Solution: Encrypt your Secret into a SealedSecret, which is safe to store - even to a public repository. The SealedSecret can be decrypted only by the controller running in the target cluster and nobody else (not even the original author) is able to obtain the original Secret from the SealedSecret.

Installation

See https://github.com/bitnami-labs/sealed-secrets/releases for the latest release.

See additional TPR->CRD migration section below if updating an existing Sealed Secrets installation from Kubernetes <= 1.7

$ release=$(curl --silent "https://api.github.com/repos/bitnami-labs/sealed-secrets/releases/latest" | sed -n 's/.*"tag_name": *"\([^"]*\)".*/\1/p')

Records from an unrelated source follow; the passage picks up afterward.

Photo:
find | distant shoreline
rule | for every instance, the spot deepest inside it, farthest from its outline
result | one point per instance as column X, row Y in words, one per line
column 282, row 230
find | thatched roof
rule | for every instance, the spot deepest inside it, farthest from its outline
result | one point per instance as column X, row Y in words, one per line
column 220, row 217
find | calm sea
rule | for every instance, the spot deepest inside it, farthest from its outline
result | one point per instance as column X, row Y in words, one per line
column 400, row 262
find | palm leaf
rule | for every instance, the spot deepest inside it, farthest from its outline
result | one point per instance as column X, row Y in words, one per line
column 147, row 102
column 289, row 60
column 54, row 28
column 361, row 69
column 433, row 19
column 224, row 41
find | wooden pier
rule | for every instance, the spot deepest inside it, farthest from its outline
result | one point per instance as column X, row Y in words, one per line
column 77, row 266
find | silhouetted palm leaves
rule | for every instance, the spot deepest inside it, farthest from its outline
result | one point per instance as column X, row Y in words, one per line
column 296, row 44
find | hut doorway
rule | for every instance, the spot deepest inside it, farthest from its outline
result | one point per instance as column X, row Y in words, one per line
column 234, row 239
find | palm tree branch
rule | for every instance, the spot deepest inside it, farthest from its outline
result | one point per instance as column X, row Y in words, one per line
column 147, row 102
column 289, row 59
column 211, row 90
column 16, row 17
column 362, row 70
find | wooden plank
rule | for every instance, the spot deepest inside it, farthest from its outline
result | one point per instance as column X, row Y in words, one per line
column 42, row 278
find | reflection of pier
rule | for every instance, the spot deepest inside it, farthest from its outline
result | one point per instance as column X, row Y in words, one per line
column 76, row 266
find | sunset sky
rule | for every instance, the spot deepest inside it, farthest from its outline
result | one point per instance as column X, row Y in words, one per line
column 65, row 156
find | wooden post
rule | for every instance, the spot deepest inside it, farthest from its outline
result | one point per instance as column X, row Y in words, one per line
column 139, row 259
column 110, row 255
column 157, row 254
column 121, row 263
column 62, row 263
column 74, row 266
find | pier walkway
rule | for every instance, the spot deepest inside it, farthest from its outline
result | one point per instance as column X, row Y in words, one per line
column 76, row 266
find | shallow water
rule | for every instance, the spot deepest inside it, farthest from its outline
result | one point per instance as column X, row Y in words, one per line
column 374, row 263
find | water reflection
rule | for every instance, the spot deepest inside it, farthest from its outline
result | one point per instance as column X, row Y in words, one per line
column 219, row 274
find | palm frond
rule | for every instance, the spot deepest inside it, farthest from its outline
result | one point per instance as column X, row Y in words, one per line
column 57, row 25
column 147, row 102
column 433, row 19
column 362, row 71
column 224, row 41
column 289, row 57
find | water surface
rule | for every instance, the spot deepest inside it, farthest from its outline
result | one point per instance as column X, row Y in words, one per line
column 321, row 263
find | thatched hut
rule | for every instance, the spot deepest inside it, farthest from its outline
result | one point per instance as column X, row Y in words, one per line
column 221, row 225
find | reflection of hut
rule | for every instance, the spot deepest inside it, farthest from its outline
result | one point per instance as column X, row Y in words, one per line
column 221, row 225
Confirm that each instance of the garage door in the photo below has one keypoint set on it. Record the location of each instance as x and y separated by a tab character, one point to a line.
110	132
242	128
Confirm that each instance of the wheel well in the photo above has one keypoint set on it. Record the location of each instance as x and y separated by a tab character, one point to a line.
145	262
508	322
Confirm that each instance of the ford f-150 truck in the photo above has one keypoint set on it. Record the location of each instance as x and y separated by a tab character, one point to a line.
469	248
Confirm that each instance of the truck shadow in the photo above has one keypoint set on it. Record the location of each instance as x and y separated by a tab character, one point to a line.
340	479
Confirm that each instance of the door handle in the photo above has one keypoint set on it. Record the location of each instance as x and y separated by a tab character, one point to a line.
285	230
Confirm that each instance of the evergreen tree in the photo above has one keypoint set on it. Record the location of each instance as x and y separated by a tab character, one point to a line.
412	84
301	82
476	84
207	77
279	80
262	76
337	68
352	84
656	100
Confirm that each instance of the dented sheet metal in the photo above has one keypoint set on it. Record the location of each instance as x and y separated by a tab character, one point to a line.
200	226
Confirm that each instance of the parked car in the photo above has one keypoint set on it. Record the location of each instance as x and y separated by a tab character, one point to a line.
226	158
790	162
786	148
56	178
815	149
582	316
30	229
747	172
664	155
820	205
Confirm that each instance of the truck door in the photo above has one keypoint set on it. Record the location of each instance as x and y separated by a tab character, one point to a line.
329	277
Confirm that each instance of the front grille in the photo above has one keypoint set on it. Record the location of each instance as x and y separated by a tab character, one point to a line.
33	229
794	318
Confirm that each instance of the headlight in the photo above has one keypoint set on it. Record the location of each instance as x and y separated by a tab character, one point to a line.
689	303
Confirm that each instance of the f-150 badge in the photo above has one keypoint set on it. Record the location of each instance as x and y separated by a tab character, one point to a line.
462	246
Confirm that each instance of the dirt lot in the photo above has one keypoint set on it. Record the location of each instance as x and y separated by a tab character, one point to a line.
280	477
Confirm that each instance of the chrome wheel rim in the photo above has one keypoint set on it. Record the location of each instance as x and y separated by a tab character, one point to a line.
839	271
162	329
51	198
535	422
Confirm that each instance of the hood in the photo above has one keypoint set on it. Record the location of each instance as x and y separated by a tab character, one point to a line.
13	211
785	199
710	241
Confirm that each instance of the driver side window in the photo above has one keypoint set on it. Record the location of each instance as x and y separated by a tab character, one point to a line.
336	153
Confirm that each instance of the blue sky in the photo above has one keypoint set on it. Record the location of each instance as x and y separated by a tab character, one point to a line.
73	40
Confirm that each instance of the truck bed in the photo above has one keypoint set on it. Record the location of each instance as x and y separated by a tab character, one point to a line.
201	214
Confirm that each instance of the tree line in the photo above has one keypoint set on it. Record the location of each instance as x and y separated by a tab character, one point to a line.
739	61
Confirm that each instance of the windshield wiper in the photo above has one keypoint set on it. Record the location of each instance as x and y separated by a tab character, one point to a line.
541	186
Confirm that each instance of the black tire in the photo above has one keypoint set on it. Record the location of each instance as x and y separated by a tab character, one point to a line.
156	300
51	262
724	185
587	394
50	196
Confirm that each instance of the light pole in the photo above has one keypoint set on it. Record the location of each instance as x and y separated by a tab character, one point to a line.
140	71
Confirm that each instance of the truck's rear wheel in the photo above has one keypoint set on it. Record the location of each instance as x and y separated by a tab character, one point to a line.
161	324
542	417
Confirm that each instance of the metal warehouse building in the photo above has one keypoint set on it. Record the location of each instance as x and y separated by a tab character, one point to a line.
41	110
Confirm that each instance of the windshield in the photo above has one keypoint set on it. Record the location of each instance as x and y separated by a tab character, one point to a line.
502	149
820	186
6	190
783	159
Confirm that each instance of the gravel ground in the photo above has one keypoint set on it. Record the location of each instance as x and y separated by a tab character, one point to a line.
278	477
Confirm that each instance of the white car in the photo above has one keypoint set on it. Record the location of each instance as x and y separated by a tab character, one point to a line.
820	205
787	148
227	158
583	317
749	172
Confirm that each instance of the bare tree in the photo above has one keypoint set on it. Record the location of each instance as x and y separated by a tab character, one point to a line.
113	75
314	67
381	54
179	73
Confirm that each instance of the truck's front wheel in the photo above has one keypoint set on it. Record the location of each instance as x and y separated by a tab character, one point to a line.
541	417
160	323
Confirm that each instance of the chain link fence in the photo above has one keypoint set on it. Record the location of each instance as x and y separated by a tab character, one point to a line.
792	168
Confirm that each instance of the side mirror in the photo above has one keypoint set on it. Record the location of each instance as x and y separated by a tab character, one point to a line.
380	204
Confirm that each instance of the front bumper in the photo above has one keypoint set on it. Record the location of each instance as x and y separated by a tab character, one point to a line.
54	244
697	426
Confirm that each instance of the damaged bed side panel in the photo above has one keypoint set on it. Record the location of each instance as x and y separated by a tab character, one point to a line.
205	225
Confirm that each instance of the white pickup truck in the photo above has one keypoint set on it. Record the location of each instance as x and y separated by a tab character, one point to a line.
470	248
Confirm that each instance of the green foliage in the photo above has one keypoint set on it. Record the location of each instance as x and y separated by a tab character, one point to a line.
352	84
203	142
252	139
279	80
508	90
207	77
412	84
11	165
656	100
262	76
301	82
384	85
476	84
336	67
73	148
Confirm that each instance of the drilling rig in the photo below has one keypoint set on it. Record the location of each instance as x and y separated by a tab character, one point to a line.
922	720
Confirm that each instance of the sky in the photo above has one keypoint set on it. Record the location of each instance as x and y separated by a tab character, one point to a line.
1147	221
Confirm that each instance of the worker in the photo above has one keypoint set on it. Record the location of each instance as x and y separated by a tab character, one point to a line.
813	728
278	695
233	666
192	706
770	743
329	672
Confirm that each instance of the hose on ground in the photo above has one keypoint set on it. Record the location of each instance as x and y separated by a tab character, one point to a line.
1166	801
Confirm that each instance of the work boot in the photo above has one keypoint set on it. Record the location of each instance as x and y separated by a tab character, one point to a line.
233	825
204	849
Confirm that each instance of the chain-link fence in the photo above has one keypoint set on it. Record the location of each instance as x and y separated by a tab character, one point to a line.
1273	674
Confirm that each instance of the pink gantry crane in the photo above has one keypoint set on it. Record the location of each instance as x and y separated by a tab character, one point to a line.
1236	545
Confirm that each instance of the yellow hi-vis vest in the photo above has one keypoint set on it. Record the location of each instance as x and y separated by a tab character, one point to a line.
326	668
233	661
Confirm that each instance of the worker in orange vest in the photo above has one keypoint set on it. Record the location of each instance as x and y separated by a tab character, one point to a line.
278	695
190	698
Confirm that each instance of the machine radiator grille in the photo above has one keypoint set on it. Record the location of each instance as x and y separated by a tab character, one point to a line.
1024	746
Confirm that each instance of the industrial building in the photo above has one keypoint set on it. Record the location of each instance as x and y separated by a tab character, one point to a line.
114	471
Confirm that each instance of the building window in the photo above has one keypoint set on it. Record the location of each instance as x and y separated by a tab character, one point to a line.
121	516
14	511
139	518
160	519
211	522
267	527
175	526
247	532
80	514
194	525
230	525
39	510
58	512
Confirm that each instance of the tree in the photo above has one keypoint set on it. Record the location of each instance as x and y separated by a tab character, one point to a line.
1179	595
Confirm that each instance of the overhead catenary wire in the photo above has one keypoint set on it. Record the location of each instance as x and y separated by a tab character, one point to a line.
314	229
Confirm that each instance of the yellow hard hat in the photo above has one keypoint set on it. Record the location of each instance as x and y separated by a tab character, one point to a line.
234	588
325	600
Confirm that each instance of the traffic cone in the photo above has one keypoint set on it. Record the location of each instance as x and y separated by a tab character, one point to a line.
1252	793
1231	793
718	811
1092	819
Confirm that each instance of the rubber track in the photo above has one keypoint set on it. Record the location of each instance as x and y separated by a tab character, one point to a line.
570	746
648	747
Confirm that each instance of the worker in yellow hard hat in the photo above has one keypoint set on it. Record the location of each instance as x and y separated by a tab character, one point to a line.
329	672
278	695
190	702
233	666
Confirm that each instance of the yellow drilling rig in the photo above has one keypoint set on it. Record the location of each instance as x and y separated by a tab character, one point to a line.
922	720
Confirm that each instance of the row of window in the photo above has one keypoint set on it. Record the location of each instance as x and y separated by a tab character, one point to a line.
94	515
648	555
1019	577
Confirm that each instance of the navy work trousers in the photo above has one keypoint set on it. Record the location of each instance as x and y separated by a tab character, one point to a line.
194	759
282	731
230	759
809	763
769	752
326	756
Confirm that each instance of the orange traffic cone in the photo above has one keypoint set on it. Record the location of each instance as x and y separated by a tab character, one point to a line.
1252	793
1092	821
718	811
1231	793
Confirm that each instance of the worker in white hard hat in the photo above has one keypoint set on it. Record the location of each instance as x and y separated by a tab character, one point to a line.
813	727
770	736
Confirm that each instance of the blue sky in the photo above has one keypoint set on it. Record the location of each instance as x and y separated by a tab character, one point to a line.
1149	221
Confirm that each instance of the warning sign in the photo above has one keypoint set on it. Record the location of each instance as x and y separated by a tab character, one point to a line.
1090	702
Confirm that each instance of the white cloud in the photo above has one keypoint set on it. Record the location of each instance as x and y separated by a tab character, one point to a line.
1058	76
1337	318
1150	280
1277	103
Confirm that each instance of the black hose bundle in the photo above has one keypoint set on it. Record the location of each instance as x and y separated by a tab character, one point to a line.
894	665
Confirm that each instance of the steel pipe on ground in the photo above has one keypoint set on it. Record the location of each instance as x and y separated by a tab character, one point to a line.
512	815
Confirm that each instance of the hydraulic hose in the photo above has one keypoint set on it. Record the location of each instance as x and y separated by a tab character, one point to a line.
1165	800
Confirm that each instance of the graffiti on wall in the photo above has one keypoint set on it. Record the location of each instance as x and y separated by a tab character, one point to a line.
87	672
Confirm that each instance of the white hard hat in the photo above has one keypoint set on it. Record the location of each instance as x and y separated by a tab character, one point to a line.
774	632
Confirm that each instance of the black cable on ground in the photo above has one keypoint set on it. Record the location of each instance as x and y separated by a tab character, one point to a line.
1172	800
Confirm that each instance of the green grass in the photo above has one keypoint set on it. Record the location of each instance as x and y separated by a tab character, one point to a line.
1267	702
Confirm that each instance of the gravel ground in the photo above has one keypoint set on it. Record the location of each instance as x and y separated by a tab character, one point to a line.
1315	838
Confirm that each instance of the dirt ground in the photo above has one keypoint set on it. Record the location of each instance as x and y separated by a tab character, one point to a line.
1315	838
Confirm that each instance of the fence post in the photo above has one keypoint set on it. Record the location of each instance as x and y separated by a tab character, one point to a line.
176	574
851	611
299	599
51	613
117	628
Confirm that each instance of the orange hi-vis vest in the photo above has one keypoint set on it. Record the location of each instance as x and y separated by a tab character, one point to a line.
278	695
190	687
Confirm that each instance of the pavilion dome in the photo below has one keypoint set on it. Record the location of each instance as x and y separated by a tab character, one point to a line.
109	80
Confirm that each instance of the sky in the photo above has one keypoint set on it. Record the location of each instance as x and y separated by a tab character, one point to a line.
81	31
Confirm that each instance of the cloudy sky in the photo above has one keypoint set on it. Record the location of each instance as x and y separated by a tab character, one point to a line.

# Install client-side tool into /usr/local/bin/
$ GOOS=$(go env GOOS)
$ GOARCH=$(go env GOARCH)
$ wget https://github.com/bitnami-labs/sealed-secrets/releases/download/$release/kubeseal-$GOOS-$GOARCH
$ sudo install -m 755 kubeseal-$GOOS-$GOARCH /usr/local/bin/kubeseal

# Install SealedSecret TPR (for k8s < 1.7)
$ kubectl create -f https://github.com/bitnami-labs/sealed-secrets/releases/download/$release/sealedsecret-tpr.yaml

# Install SealedSecret CRD (for k8s >= 1.7)
$ kubectl create -f https://github.com/bitnami-labs/sealed-secrets/releases/download/$release/sealedsecret-crd.yaml

# Note:  If installing on a GKE cluster, a ClusterRoleBinding may be needed to successfully deploy the controller in the final command.  Replace <your-email> with a valid email, and then deploy the cluster role binding:
$ USER_EMAIL=<your-email>
$ kubectl create clusterrolebinding $USER-cluster-admin-binding --clusterrole=cluster-admin --user=$USER_EMAIL

# Install server-side controller into kube-system namespace (by default)
$ kubectl create -f https://github.com/bitnami-labs/sealed-secrets/releases/download/$release/controller.yaml

After the SealedSecret resource is created with either sealedsecret-tpr.yaml or sealedsecret-crd.yaml (depending on Kubernetes version), controller.yaml will install the controller into kube-system namespace, create a service account and necessary RBAC roles.

After a few moments, the controller will start, generate a key pair, and be ready for operation. If it does not, check the controller logs.

The key certificate (public key portion) is used for sealing secrets, and needs to be available wherever kubeseal is going to be used. The certificate is not secret information, although you need to ensure you are using the correct file.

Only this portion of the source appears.